I’m now having to choose between Abbott (R) and Wendy Davis (D) for gov of Texas. Abbott has had a pathological hatred for the EPA for many years – his platform it to “rein in the EPA.” And Texas in general thumbs its nose at the EPA and allows its residents to drink unsafe water with high alpha radiation levels (telling them the water is safe) and fracking fluids, and breathe unsafe air, and allows contamination to invade people’s property and just stay there forever, without any thought to clean it up. The testing the TCEQ (= EPA at the state level) does is biased against finding any problems – they “randomly” sample areas where they are sure not to find anything and say “no problem.” Since the gov appoints the TCEQ administrator, the gov position is extremely important.
Bec of our Republican-run state people are dying, getting leukemia, etc. This is like the Wild West of contaminate and kill first and do fallacious, flawed studies later, and let global warming wreak havoc thru increased droughts, floods, hurricanes, and sea rise. Texas has so much wind and sun, it could probably go on 90% alt energy, if it put its mind to it. If Germany with much less sun and wind can go 75% alt energy, we certainly could go above that. But the whole thing boils down to oil and drill-baby-drill and frack the state to smithereens.

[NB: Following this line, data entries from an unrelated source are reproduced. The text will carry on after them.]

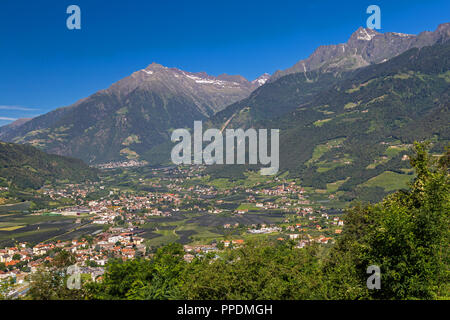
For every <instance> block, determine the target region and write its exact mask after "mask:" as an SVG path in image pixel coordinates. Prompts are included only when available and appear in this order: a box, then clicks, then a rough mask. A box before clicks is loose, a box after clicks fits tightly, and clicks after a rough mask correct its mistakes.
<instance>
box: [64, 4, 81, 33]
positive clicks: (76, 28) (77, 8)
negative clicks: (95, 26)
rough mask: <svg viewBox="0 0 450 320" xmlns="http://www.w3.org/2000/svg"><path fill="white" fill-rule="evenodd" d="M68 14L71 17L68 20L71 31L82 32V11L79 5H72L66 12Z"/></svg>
mask: <svg viewBox="0 0 450 320" xmlns="http://www.w3.org/2000/svg"><path fill="white" fill-rule="evenodd" d="M66 13H67V14H70V16H69V17H68V18H67V20H66V26H67V29H69V30H80V29H81V9H80V7H79V6H77V5H74V4H73V5H70V6H68V7H67V10H66Z"/></svg>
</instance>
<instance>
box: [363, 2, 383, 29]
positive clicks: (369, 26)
mask: <svg viewBox="0 0 450 320" xmlns="http://www.w3.org/2000/svg"><path fill="white" fill-rule="evenodd" d="M366 13H373V14H372V15H371V16H370V17H369V18H367V28H369V29H381V9H380V7H379V6H377V5H374V4H373V5H371V6H369V7H367V11H366Z"/></svg>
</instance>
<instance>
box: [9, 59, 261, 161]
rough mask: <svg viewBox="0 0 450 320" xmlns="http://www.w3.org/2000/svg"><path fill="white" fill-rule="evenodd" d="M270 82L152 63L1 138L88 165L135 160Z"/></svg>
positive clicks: (22, 121)
mask: <svg viewBox="0 0 450 320" xmlns="http://www.w3.org/2000/svg"><path fill="white" fill-rule="evenodd" d="M268 78H269V75H267V74H263V75H262V76H260V77H258V78H257V79H255V80H254V81H252V82H250V81H248V80H246V79H245V78H244V77H242V76H238V75H235V76H233V75H227V74H222V75H219V76H217V77H214V76H210V75H208V74H206V73H204V72H199V73H191V72H186V71H182V70H179V69H176V68H167V67H164V66H162V65H159V64H157V63H152V64H151V65H149V66H148V67H147V68H145V69H143V70H139V71H137V72H135V73H133V74H132V75H130V76H129V77H126V78H124V79H122V80H120V81H118V82H116V83H114V84H113V85H111V86H110V87H109V88H108V89H106V90H101V91H99V92H97V93H95V94H93V95H91V96H89V97H87V98H85V99H82V100H80V101H78V102H76V103H75V104H73V105H71V106H68V107H64V108H59V109H56V110H54V111H51V112H49V113H47V114H44V115H42V116H39V117H36V118H34V119H32V120H29V121H22V123H20V122H16V123H13V124H11V125H8V126H4V127H2V128H0V139H1V140H4V141H10V142H15V143H29V144H32V145H33V146H36V147H39V148H42V149H43V150H45V151H47V152H49V153H53V154H59V155H66V156H72V157H76V158H80V159H82V160H84V161H86V162H88V163H90V164H94V163H103V162H108V161H113V160H124V159H136V158H139V157H140V155H141V154H143V153H145V152H146V151H148V150H149V149H151V148H152V147H154V146H156V145H158V144H161V143H163V142H165V141H167V140H168V139H169V138H170V131H171V130H172V129H174V128H182V127H189V126H192V124H193V122H194V120H203V119H206V118H208V117H209V116H211V115H213V114H214V113H216V112H218V111H220V110H222V109H223V108H225V107H226V106H227V105H229V104H231V103H233V102H236V101H239V100H241V99H243V98H246V97H247V96H248V95H249V94H250V93H251V92H252V91H253V90H254V89H256V88H258V87H259V86H261V85H263V84H264V83H265V82H266V81H267V80H268Z"/></svg>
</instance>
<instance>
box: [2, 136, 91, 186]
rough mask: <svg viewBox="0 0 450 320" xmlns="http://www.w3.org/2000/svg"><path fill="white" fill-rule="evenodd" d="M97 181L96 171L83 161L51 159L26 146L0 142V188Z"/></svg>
mask: <svg viewBox="0 0 450 320" xmlns="http://www.w3.org/2000/svg"><path fill="white" fill-rule="evenodd" d="M64 179H68V180H70V181H71V182H74V183H76V182H82V181H86V180H97V179H98V177H97V171H96V170H94V169H91V168H89V167H88V166H87V165H86V164H85V163H84V162H83V161H81V160H78V159H73V158H68V157H61V156H57V155H50V154H47V153H45V152H42V151H40V150H38V149H36V148H34V147H32V146H29V145H18V144H12V143H5V142H0V185H1V186H5V187H7V186H10V185H11V184H12V185H14V186H15V187H17V188H20V189H26V188H32V189H37V188H40V187H41V186H42V185H43V184H44V183H46V182H55V181H57V180H64Z"/></svg>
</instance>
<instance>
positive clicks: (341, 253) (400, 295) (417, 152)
mask: <svg viewBox="0 0 450 320" xmlns="http://www.w3.org/2000/svg"><path fill="white" fill-rule="evenodd" d="M425 148H426V147H425V145H423V144H418V143H415V153H416V155H415V156H414V157H413V158H412V159H411V165H412V166H413V167H414V168H415V170H416V173H417V178H416V179H415V181H414V183H413V184H412V185H411V188H410V190H409V191H401V192H397V193H395V194H393V195H391V196H388V197H387V198H386V199H385V200H384V201H383V202H381V203H379V204H376V205H374V206H366V207H361V206H359V207H356V208H354V209H353V210H351V211H350V212H349V214H348V215H347V219H346V223H347V224H346V227H345V228H344V233H343V236H342V237H341V238H340V240H339V242H338V243H337V245H336V246H335V247H334V248H333V250H332V253H331V255H330V257H329V261H328V262H327V265H326V270H327V273H328V274H330V275H336V274H337V273H338V272H342V264H341V260H342V259H344V260H345V259H349V260H348V261H349V263H348V265H347V267H346V268H344V269H345V270H344V272H347V273H352V274H354V275H355V276H354V277H353V278H352V279H356V280H358V281H356V283H355V284H352V285H349V284H347V285H345V284H343V283H342V281H343V280H339V279H336V281H337V282H336V281H331V283H332V284H334V285H335V283H338V285H335V290H332V291H331V292H333V293H335V295H333V296H332V297H336V296H337V297H339V296H346V295H347V294H348V293H349V292H350V291H353V292H356V295H355V296H350V297H349V298H381V299H437V298H443V297H446V298H448V297H449V270H448V265H449V262H450V255H449V254H450V252H449V230H450V229H449V227H450V226H449V213H450V206H449V205H450V184H449V175H448V172H447V168H446V167H444V166H443V165H442V161H441V160H439V161H435V160H433V159H430V156H429V155H428V153H427V152H426V149H425ZM339 259H341V260H339ZM370 265H377V266H379V267H380V268H381V279H382V280H381V283H382V288H381V290H371V291H368V290H367V289H365V288H364V279H365V278H366V277H367V275H366V274H365V271H366V269H367V267H368V266H370Z"/></svg>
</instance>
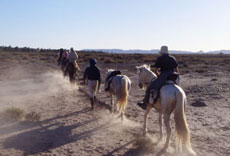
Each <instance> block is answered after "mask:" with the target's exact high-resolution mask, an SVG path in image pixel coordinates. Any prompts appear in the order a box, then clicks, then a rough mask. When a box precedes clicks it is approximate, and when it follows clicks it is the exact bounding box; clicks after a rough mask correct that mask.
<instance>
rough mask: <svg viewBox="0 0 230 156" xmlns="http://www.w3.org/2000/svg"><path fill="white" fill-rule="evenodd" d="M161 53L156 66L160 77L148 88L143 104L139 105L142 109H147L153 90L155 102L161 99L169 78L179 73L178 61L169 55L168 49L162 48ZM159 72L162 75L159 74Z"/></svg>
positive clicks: (147, 89)
mask: <svg viewBox="0 0 230 156" xmlns="http://www.w3.org/2000/svg"><path fill="white" fill-rule="evenodd" d="M159 53H160V54H161V56H159V57H158V58H157V60H156V63H155V66H154V67H155V69H154V73H155V74H156V75H157V76H158V77H157V79H155V80H154V81H152V82H151V83H150V84H149V86H148V87H147V89H146V92H145V97H144V100H143V103H141V102H139V103H138V105H139V106H140V107H141V108H142V109H146V106H147V103H149V97H150V91H151V90H153V95H154V102H156V100H157V98H158V97H159V92H160V89H161V87H162V86H163V85H164V84H165V82H166V81H167V78H168V76H169V75H170V74H172V73H174V72H176V73H178V63H177V60H176V59H175V57H173V56H171V55H169V51H168V47H167V46H162V47H161V49H160V51H159ZM159 70H160V74H159V73H158V71H159Z"/></svg>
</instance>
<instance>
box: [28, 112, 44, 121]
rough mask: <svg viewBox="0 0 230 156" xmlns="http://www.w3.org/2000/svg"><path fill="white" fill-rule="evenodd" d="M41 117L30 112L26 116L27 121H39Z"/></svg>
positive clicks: (39, 115)
mask: <svg viewBox="0 0 230 156" xmlns="http://www.w3.org/2000/svg"><path fill="white" fill-rule="evenodd" d="M40 118H41V116H40V115H39V114H38V113H36V112H30V113H27V114H26V115H25V120H27V121H39V120H40Z"/></svg>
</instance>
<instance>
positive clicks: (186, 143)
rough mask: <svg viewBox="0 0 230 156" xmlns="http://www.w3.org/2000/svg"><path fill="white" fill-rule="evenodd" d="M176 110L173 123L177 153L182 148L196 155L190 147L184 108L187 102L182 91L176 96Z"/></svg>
mask: <svg viewBox="0 0 230 156" xmlns="http://www.w3.org/2000/svg"><path fill="white" fill-rule="evenodd" d="M176 100H177V103H176V109H175V112H174V113H175V114H174V118H175V123H176V136H177V137H176V147H177V151H178V152H182V146H184V147H185V149H186V150H187V151H188V152H189V153H190V154H192V155H196V153H195V152H194V150H193V149H192V147H191V142H190V130H189V127H188V124H187V121H186V117H185V112H184V107H185V104H186V102H187V100H186V95H185V93H184V92H183V91H179V92H178V93H177V94H176Z"/></svg>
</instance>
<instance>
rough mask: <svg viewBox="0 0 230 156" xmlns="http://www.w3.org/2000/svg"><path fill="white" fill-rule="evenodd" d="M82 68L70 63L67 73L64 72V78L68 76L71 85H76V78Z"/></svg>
mask: <svg viewBox="0 0 230 156" xmlns="http://www.w3.org/2000/svg"><path fill="white" fill-rule="evenodd" d="M79 70H80V68H79V66H78V64H77V63H72V62H69V63H67V65H66V68H65V71H64V76H68V77H69V80H70V83H75V82H76V76H77V71H79Z"/></svg>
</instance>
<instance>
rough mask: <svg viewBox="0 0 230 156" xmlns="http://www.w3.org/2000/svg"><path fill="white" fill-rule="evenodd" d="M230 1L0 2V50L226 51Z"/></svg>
mask: <svg viewBox="0 0 230 156" xmlns="http://www.w3.org/2000/svg"><path fill="white" fill-rule="evenodd" d="M229 29H230V0H0V45H5V46H8V45H11V46H19V47H24V46H27V47H33V48H62V47H63V48H70V47H74V48H75V49H78V50H80V49H111V48H118V49H145V50H150V49H159V48H160V46H161V45H168V46H169V49H171V50H188V51H199V50H204V51H210V50H221V49H230V30H229Z"/></svg>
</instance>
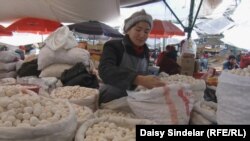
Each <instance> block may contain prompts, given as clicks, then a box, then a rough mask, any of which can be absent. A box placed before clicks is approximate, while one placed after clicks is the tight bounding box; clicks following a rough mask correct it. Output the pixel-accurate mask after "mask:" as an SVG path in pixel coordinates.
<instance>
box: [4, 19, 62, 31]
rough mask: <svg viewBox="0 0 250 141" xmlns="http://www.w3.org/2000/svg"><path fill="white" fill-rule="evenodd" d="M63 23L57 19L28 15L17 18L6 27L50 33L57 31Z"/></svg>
mask: <svg viewBox="0 0 250 141" xmlns="http://www.w3.org/2000/svg"><path fill="white" fill-rule="evenodd" d="M61 25H62V24H61V23H60V22H57V21H52V20H47V19H40V18H31V17H28V18H22V19H19V20H17V21H16V22H14V23H12V24H11V25H10V26H8V27H7V28H6V29H7V30H8V31H12V32H19V33H34V34H48V33H51V32H53V31H55V30H56V29H57V28H58V27H60V26H61Z"/></svg>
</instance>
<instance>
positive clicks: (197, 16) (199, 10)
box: [190, 0, 203, 34]
mask: <svg viewBox="0 0 250 141" xmlns="http://www.w3.org/2000/svg"><path fill="white" fill-rule="evenodd" d="M202 2H203V0H201V1H200V4H199V7H198V10H197V12H196V15H195V18H194V21H193V24H192V27H191V29H190V30H191V31H190V34H191V33H192V31H193V28H194V24H195V22H196V19H197V17H198V14H199V12H200V9H201V5H202Z"/></svg>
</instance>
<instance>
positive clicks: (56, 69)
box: [39, 64, 73, 78]
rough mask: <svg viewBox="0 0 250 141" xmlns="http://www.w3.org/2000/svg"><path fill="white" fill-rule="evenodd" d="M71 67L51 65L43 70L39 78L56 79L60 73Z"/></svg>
mask: <svg viewBox="0 0 250 141" xmlns="http://www.w3.org/2000/svg"><path fill="white" fill-rule="evenodd" d="M72 66H73V65H68V64H52V65H50V66H48V67H46V68H44V69H43V70H42V71H41V73H40V75H39V77H56V78H60V77H61V75H62V73H63V72H64V71H65V70H67V69H69V68H71V67H72Z"/></svg>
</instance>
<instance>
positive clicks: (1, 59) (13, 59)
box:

Now Wendy Davis is infamous for striving to prevent anti-abortion laws in Texas, and she doesn’t have much to say about environmental issues (I think she’s afraid of the anti-environmental Texans and losing their votes). Her platform is pro-education – but who isn’t pro-education.
I’ll probably be voting against Abbott, who would abort the world, and for “abortion Barbie” (one of the campaign ads against Davis). I would hope that Davis’s carrot approaches would more significantly reduce abortion than anything Abbott might do, and that she would appoint pro-environment (that is pro-life) people who would strive to reduce environmental harms and save lives.